Veilige verzuimsystemen?
Nog even over privacy in relatie tot de gebruikte systemen. Een aantal aanbieders laat zijn artsen de medische gegevens enkel en alleen in eigen applicaties verwerken. Dat is goed, want daarmee voorkom je dat medische gegevens gaan zwerven in systemen van de klant. Maar, wij constateren ook dat een groot deel van de aanbieders eigen tools heeft ontwikkeld. Niets ten nadele van deze tools, maar we plaatsen af en toe wel vraagtekens bij de veiligheid van deze zelfbouwtools. Heeft een arbodienst wel voldoende kennis en kunde in huis om deze gevoelige software te ontwikkelen, te onderhouden en te zorgen dat alle gegevens daadwerkelijk veilige opgeslagen zijn?
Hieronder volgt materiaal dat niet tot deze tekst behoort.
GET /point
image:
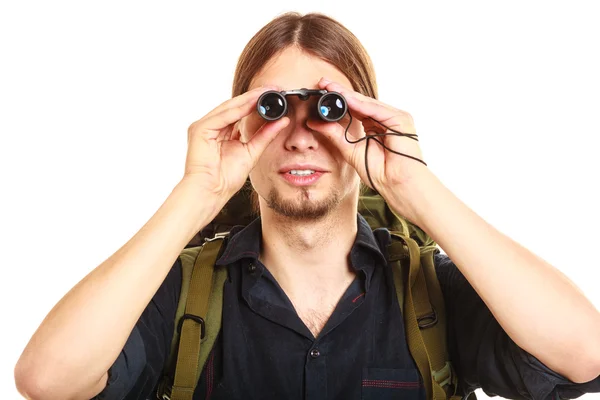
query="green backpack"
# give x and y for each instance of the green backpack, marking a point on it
(198, 317)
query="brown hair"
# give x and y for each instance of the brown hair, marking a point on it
(317, 34)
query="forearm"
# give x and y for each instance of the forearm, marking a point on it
(539, 308)
(83, 334)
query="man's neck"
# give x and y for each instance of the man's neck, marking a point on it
(310, 261)
(309, 255)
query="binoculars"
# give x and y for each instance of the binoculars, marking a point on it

Tot zover deel 2 van de artikelenreeks met daarin de belangrijkste conclusies en trends uit het onderzoek naar arbodienstverlening in Nederland 2014. In de komende tijd volgen op onder andere BG magazine nog een aantal verdiepende publicaties over een opvallende uitkomsten uit het onderzoek.